On Tuesday, President Donald Trump told a group of Democratic Senators: “My accountant called me and said ‘you’re going to get killed in this [tax] bill,” NBC News reported. If true, Trump has managed to hire a spectacularly incompetent accountant. Another possibility is that Trump is lying.
There’s a lot we don’t know about Trump’s finances. Trump broke from more than 30-years of precedent by refusing to release any of his tax returns during last year’s presidential campaign. But thanks to a leaked portion of Trump’s 2005 tax return and a 2016 letter from his tax lawyers, it’s clear that Trump is likely to be one of the biggest winners under Republicans’ plan.
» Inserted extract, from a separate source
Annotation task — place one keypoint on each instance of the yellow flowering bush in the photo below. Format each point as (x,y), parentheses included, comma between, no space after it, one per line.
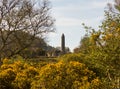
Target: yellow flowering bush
(61,75)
It’s not for nothing that New York Times columnist Paul Krugman wrote last week that you “won’t go far wrong if you think of the big tax cuts in the law as having been custom designed to benefit the Trump family.”
Trump’s tax plan would benefit him in three major ways. The Tax Cuts and Jobs Act introduced by House Republicans eliminates the Alternative Minimum Tax, which cost the president $31 million in 2005. It cuts income taxes for the types of businesses—known as “pass-throughs”—that Trump favors from 39.6 percent to 25 percent. And, most importantly, it gets rid of taxes on inherited wealth. A rough calculation shows that could give his children $620 million.
Trump also claimed he would be a “big loser” under his tax cut, according to the Washington Post. “The deal is so bad for rich people, I had to throw in the estate tax just to give them something,” he said. That is not true. The left-leaning Institute on Taxation on Economic Policy finds that the top 1 percent of Americans would get a tax break of nearly $50,000 next year as a result of the House bill. The working class would receive $360 on average.
And as Jonathan Chait writes for New York, Congress’ nonpartisan tax committee does not include the estate tax in its projections. The committee still finds that two-thirds of taxpayers who make more than $1 million per year would get at least $500 from the Republican bill in 2027, compared to 5 percent of people who make between $30,000 and $40,000 per year. Overall, more than half of taxpayers—including about 40 percent of the middle class—would either pay more taxes or get less than $100 in 2027 as a result of House Republicans’ tax plan.
It is theoretically possible that Trump would pay more taxes under his plan, but all the evidence suggests otherwise. The only way to know for sure is for Trump to release his tax returns.